1. What is the main goal of word embeddings?  
a) To translate text into another language  
b) To convert words into dense, meaningful numerical vectors  
c) To apply grammar rules  
d) To increase vocabulary size

2. Which of the following is a **dense** representation of text?  
a) One-hot vector  
b) Bag-of-words  
c) TF-IDF  
d) Word2Vec

3. Which method learns word embeddings by predicting surrounding words in a sentence?  
a) CBOW  
b) Skip-gram  
c) LSTM  
d) Transformer

4. What does cosine similarity measure in the context of word vectors?  
a) Angle between vectors  
b) Word frequency  
c) Euclidean distance  
d) Probability of occurrence

5. What is a limitation of static word embeddings like Word2Vec and GloVe?  
a) They are too fast to train  
b) They assign the same vector to every instance of a word regardless of context  
c) They cannot be used with RNNs  
d) They only work on images


### Analytical Questions

1. Why do one-hot vectors fail to capture semantic meaning?

2. What does it mean when we say two words are "close" in embedding space?

3. How can bias in training data affect word embeddings? What are ways to detect or mitigate this?

4. Explain how word embeddings can help downstream tasks like classification or translation.

5. Compare and contrast CBOW and Skip-gram in terms of their objectives and behavior.


# Assignment: Exploring and Visualizing Word Embeddings

### Task 1: Load Pretrained Word Embeddings

- Load GloVe embeddings (e.g., `glove.6B.100d.txt`)
- Write a function to find the most similar words to a given word using cosine similarity
- Test your function on several example words (e.g., “king”, “car”, “university”)


In [None]:
# Your code here (starter)
import numpy as np
from numpy.linalg import norm

def load_glove(file_path):
    embeddings = {}
    with open(file_path, 'r', encoding='utf-8') as f:
        for line in f:
            parts = line.split()
            word = parts[0]
            vector = np.array(parts[1:], dtype=np.float32)
            embeddings[word] = vector
    return embeddings

def most_similar(word, embeddings, top_n=5):
    if word not in embeddings:
        return []
    word_vec = embeddings[word]
    sims = {}
    for other, vec in embeddings.items():
        if other == word:
            continue
        cos_sim = np.dot(word_vec, vec) / (norm(word_vec) * norm(vec))
        sims[other] = cos_sim
    return sorted(sims.items(), key=lambda item: item[1], reverse=True)[:top_n]

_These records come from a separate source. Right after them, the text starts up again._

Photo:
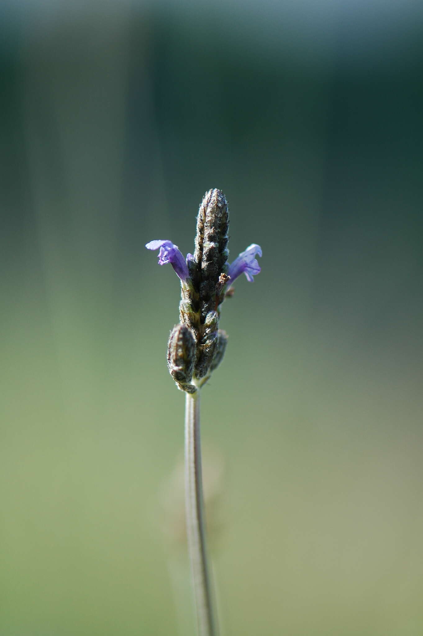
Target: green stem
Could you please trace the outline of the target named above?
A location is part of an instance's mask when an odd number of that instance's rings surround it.
[[[217,636],[207,565],[201,474],[200,391],[185,402],[185,503],[188,551],[195,595],[199,636]]]

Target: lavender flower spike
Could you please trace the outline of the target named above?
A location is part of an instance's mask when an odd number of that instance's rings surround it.
[[[228,274],[230,277],[231,283],[244,272],[249,282],[254,282],[253,275],[260,273],[261,268],[259,265],[256,254],[261,256],[261,248],[260,245],[252,243],[244,252],[241,252],[233,263],[229,266]]]
[[[146,245],[147,249],[160,249],[158,264],[164,265],[170,263],[181,280],[185,282],[190,277],[186,261],[177,245],[170,240],[151,240]]]

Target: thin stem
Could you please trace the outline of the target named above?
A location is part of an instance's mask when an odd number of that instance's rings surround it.
[[[201,474],[200,391],[186,393],[185,402],[185,504],[188,551],[192,570],[199,636],[217,636],[207,565]]]

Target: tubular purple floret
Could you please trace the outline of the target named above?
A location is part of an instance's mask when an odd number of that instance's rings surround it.
[[[147,249],[158,249],[158,264],[164,265],[170,263],[174,270],[184,282],[190,277],[186,261],[177,245],[170,240],[151,240],[146,245]]]
[[[246,275],[249,282],[254,282],[253,275],[255,276],[261,271],[261,268],[256,259],[256,254],[261,256],[261,248],[256,243],[252,243],[235,258],[233,263],[229,266],[228,272],[231,283],[233,283],[242,273]]]

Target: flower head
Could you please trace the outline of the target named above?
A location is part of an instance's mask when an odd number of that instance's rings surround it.
[[[261,268],[259,265],[256,255],[261,256],[261,248],[260,245],[253,243],[244,252],[241,252],[233,263],[229,266],[228,272],[231,282],[233,282],[243,272],[249,282],[254,282],[253,275],[260,273]]]
[[[151,240],[146,245],[147,249],[159,249],[158,264],[164,265],[170,263],[181,280],[185,281],[190,277],[186,261],[177,245],[170,240]]]

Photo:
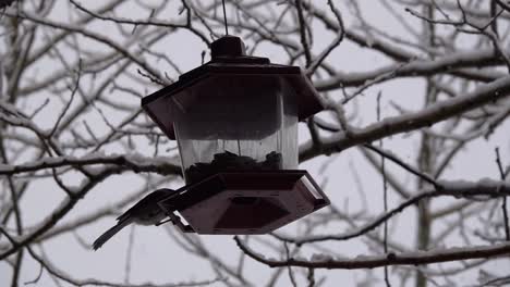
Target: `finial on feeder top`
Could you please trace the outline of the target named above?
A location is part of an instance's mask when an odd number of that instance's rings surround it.
[[[235,36],[224,36],[210,45],[210,55],[218,57],[242,57],[246,54],[244,42]]]

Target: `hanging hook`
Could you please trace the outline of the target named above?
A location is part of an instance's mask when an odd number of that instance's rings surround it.
[[[221,0],[221,2],[223,2],[224,33],[228,36],[229,35],[229,23],[227,22],[227,9],[224,8],[224,0]]]

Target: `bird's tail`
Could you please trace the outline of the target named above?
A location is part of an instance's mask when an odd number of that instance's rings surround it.
[[[113,227],[110,229],[106,230],[101,236],[99,236],[96,241],[93,244],[94,250],[97,250],[101,248],[101,246],[110,240],[110,238],[116,235],[118,232],[120,232],[122,228],[127,226],[132,221],[130,219],[125,219],[123,221],[119,221]]]

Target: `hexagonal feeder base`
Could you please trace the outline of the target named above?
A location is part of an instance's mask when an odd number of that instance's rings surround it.
[[[306,171],[218,173],[159,202],[198,234],[266,234],[329,204]],[[183,225],[181,225],[181,228]],[[184,226],[185,227],[185,226]]]

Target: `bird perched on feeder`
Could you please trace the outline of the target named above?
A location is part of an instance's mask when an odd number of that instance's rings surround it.
[[[161,188],[144,197],[131,209],[117,217],[118,223],[94,241],[94,250],[99,249],[113,235],[131,223],[139,225],[159,225],[161,221],[167,217],[167,214],[159,208],[158,202],[174,192],[175,190],[173,189]]]

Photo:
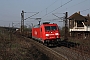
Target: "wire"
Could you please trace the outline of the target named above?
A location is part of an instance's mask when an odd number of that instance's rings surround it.
[[[87,0],[83,0],[83,1],[77,3],[77,4],[73,5],[73,6],[70,6],[70,7],[66,8],[66,9],[69,9],[69,8],[71,8],[71,7],[74,7],[74,6],[76,6],[76,5],[79,5],[79,4],[81,4],[81,3],[84,3],[84,2],[86,2],[86,1],[87,1]]]
[[[63,5],[59,6],[58,8],[56,8],[56,9],[54,9],[53,11],[49,12],[48,14],[50,14],[50,13],[52,13],[52,12],[54,12],[54,11],[58,10],[59,8],[63,7],[64,5],[66,5],[66,4],[68,4],[68,3],[70,3],[71,1],[72,1],[72,0],[70,0],[70,1],[68,1],[68,2],[66,2],[65,4],[63,4]],[[48,15],[48,14],[45,14],[45,15],[44,15],[44,16],[42,16],[42,17],[45,17],[45,16],[46,16],[46,15]]]

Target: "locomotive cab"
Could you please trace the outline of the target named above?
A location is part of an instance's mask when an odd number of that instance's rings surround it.
[[[58,25],[45,22],[38,27],[34,27],[32,28],[32,37],[44,44],[58,44],[60,42]]]
[[[41,25],[41,38],[43,43],[47,44],[57,44],[60,42],[60,33],[57,24]]]

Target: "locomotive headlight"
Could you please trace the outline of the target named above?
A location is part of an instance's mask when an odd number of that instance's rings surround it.
[[[59,33],[55,33],[55,35],[59,35]]]
[[[49,34],[46,34],[46,36],[49,36]]]

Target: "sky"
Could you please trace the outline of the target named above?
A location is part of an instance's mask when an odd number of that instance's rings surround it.
[[[38,20],[32,18],[41,18],[41,23],[50,21],[62,27],[64,22],[59,22],[62,20],[56,16],[64,17],[68,12],[69,17],[79,11],[86,16],[90,14],[90,0],[0,0],[0,26],[12,27],[13,23],[13,26],[20,27],[22,10],[27,12],[24,18],[39,12],[24,21],[27,26],[38,24]]]

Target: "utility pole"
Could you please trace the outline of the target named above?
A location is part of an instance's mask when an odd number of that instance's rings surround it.
[[[67,35],[68,35],[68,23],[67,23],[67,18],[68,17],[68,12],[66,12],[65,13],[65,36],[64,36],[64,40],[67,40],[68,39],[68,37],[67,37]]]
[[[24,11],[21,13],[21,33],[24,32]]]

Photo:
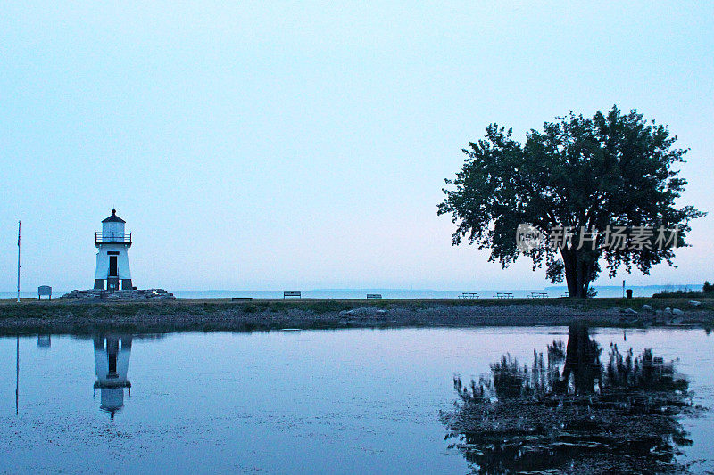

### Task 2: Visualize Word Embeddings

- Pick 50–100 common words (e.g., animals, professions, places)
- Use t-SNE or PCA to reduce embedding dimensions to 2D
- Plot them using matplotlib and analyze clusters


In [None]:
# Your code here (starter)
from sklearn.manifold import TSNE
import matplotlib.pyplot as plt

# Define your word list and extract vectors using glove
# words = [...]
# vectors = [embeddings[word] for word in words]

# tsne = TSNE(n_components=2, random_state=0)
# reduced = tsne.fit_transform(vectors)

# plt.figure(figsize=(10, 8))
# for i, word in enumerate(words):
#     plt.scatter(reduced[i, 0], reduced[i, 1])
#     plt.annotate(word, (reduced[i, 0], reduced[i, 1]))
# plt.title("t-SNE Visualization of Word Embeddings")
# plt.grid(True)
# plt.show()